Substituting $u=\sin(y)$ one gets $$u''=(\sin(y))''=(\cos(y)y')'=\cos(y)y''-\sin(y)y'^2=c\sin(y)=cu$$ which is, depending on the sign of $c$, an oscillation equation or an exponential function which is easily solvable for $u$ and thus for $y$. $$u=\begin{cases} a_1\cos(\sqrt{|c|}x)+a_2\sin(\sqrt{|c|}x)&\text{ for }c<0,\\ b_1+b_2x&\text{ for }c=0,\\ c_1e^{\sqrt{c}x}+c_2e^{\sqrt{c}x}&\text{ for }c>0. \end{cases}$$

• Pretty nice way around it ! Fancier than my brutal substitution. – Rebellos Jul 26 '18 at 8:30
• The form reminded me of the more common second derivative of $\exp(y)$. – LutzL Jul 26 '18 at 8:31

HINTS :

If $y$ is a function of $x$, namingly $y(x)$ and $c$ is just a constant such that $c \in \mathbb R$, then a (very complicated) solution can be yielded after a string of operations using the substitution $$v(y) = \frac{\mathrm{d}y(x)}{\mathrm{d}y}$$ which gives $$\frac{\mathrm{d}^2y(x)}{\mathrm{d}x}=\frac{\mathrm{d}}{\mathrm{d}x}\bigg(\frac{\mathrm{d}y(x)}{\mathrm{d}x}\bigg)=\frac{\mathrm{d}v(y)}{\mathrm{d}x}=\frac{\mathrm{d}v(y)}{\mathrm{d}y}\frac{\mathrm{d}y}{\mathrm{d}x}=v(y)\frac{\mathrm{d}v(y)}{\mathrm{d}x}$$ and thus integrating solving for $v(y)$ and substituting back to find an expression in terms only of $y(x)$ and $x$.

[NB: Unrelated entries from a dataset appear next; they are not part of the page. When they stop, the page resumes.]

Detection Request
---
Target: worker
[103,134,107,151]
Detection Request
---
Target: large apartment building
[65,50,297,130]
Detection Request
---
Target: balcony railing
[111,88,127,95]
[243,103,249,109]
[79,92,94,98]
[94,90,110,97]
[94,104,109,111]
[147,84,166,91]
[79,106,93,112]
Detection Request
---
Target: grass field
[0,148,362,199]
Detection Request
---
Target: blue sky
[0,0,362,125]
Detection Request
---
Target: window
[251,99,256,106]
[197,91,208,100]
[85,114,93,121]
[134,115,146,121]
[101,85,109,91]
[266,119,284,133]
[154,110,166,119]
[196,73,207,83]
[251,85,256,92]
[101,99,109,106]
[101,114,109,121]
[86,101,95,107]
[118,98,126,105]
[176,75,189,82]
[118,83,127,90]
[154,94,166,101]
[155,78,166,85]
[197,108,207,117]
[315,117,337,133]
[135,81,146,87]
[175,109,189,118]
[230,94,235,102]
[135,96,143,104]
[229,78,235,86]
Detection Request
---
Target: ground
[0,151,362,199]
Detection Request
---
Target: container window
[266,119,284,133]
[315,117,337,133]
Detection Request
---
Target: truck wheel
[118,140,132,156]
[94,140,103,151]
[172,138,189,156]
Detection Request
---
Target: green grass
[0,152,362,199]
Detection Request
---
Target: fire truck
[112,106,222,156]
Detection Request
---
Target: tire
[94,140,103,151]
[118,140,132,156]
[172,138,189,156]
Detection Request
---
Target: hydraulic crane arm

If $y$ is a function of $c$, then there isn't a solution in terms of standard functions. Specifically, the solution is

$$y(c) = \arcsin\big[c_1\big(c_2\mathrm{Bi}(c) + \pi \mathrm{Ai}(c)\big)\big]$$

which gives some rather interesting plots-properties while sampling an initial $y(0)$, where $\mathrm{Ai}(x)$ is the Airy function and $\mathrm{Bi}(x)$ is the Airy Bi function.